V(2u^2+t) or the estimator 2u^2+t
Usar la inversa de (a 0, 0 a) es (1/a 0, 0 1/a)
To determine whether the estimator 2u^2 + t is asymptotically normal, we need to compute the asymptotic variance of the estimator.
a) To calculate the asymptotic variance, we use the Fisher information matrix. The Fisher information matrix, denoted as I(u, t), is defined as the negative second derivative of the log-likelihood function.
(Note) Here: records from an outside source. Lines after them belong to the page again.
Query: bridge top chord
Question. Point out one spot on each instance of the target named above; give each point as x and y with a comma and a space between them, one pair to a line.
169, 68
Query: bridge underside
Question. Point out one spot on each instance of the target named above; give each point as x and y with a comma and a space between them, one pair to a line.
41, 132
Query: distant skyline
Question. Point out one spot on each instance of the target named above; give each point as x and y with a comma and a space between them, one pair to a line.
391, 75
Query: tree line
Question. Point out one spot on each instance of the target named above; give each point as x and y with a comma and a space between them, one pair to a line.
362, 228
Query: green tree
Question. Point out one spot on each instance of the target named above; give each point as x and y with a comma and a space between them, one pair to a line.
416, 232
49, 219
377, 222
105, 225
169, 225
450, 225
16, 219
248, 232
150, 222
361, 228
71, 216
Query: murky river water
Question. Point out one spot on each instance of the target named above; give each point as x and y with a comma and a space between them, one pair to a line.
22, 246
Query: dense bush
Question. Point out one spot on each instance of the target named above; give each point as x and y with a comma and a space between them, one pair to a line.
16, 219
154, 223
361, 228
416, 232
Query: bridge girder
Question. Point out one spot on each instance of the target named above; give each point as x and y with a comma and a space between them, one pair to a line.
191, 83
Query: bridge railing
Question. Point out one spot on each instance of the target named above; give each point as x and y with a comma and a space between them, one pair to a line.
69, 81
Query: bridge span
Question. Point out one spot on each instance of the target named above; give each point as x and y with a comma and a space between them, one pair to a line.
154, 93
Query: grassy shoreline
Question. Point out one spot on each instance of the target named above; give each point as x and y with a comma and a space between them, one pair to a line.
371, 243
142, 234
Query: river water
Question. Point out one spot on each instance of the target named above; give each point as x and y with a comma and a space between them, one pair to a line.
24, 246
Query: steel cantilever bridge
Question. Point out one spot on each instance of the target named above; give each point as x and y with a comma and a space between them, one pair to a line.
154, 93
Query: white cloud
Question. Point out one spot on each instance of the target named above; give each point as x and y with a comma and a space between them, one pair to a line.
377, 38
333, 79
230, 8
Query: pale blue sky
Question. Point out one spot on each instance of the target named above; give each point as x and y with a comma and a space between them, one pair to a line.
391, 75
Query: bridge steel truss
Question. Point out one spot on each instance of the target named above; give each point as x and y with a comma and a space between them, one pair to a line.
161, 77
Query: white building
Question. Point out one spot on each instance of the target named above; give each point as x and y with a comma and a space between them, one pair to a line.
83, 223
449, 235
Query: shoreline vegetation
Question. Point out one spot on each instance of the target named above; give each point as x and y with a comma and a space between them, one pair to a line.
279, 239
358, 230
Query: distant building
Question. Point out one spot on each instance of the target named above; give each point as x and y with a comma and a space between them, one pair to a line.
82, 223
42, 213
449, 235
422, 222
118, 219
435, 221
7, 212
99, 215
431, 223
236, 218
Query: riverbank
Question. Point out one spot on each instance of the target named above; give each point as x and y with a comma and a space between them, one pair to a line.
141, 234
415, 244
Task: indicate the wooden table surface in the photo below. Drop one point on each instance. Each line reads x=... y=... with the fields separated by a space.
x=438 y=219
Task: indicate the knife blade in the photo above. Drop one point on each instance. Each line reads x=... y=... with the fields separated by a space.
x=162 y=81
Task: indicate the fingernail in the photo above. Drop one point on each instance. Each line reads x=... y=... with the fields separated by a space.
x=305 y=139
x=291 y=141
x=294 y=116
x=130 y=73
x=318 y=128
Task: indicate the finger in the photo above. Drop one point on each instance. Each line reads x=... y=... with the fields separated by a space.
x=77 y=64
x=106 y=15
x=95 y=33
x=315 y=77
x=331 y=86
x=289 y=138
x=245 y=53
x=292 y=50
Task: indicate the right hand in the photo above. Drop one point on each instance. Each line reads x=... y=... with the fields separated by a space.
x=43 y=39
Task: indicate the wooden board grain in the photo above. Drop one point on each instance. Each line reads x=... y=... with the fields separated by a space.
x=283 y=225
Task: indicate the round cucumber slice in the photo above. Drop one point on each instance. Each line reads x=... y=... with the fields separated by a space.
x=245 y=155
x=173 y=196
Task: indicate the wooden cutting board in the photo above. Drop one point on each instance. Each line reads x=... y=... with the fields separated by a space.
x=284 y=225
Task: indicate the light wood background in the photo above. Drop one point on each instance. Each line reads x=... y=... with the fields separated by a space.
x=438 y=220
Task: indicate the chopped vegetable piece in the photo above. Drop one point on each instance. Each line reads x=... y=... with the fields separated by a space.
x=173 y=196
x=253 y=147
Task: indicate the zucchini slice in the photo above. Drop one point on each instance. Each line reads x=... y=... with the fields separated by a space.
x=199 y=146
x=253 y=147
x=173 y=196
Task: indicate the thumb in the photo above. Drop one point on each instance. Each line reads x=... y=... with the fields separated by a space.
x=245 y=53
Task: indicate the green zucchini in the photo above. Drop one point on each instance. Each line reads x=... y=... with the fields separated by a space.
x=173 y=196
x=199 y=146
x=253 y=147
b) The log-likelihood function, denoted as L(u, t), can be computed as the sum of the log-likelihoods based on the i.i.d. observations X1, X2, ..., Xn. Since each Xi follows a normal distribution N(u, t), the log-likelihood function for a single observation Xi is given by:
log(L(u, t; Xi)) = -(1/2) * log(2π) - (1/2) * log(t) - (1/2) * (Xi - u)^2 / t
c) Taking the derivative of the log-likelihood function with respect to u and t, we get:
dL/du = -(1/t) * (Xi - u)
dL/dt = -(1/2t) + (1/2t^2) * (Xi - u)^2
d) The Fisher information matrix is obtained by taking the expected value of the negative Hessian matrix of the log-likelihood function. The Hessian matrix is a matrix of second-order partial derivatives with respect to u and t. For this problem, the Fisher information matrix is a 2x2 matrix with elements:
I(u, t) = [[E(dL^2/du^2), E(dL^2/dudt)],
[E(dL^2/dudt), E(dL^2/dt^2)]]
e) Since the observations X1, X2, ..., Xn are i.i.d. normal variables, we can calculate the expected values by substituting E(Xi) = u and Var(Xi) = t into the expressions for dL/du and dL/dt, and then taking the second derivatives. The expected values are:
E(dL^2/du^2) = 1/t
E(dL^2/dudt) = 0
E(dL^2/dt^2) = 1/(2t^2)
f) Therefore, the Fisher information matrix is:
I(u, t) = [[1/t, 0],
[0, 1/(2t^2)]]
g) To compute the asymptotic variance of the estimator 2u^2 + t, we use the formula:
Var(2u^2 + t) = nabla g(u, t)^T * I(u, t) * nabla g(u, t)
where nabla g(u, t) is the gradient vector of g(u, t) = 2u^2 + t with respect to u and t. In this case, the gradient vector is:
nabla g(u, t) = [4u, 1]
h) Substituting the values into the formula, we get:
Var(2u^2 + t) = [4u, 1] * [[1/t, 0],
[0, 1/(2t^2)]] * [4u, 1]^T
= [16u^2/t, 1/(2t^2)] * [4u, 1]^T
= 16u^2/t * 4u + 1/(2t^2)
= 64u^3/t + 1/(2t^2)
Therefore, the asymptotic variance of the estimator 2u^2 + t is 64u^3/t + 1/(2t^2).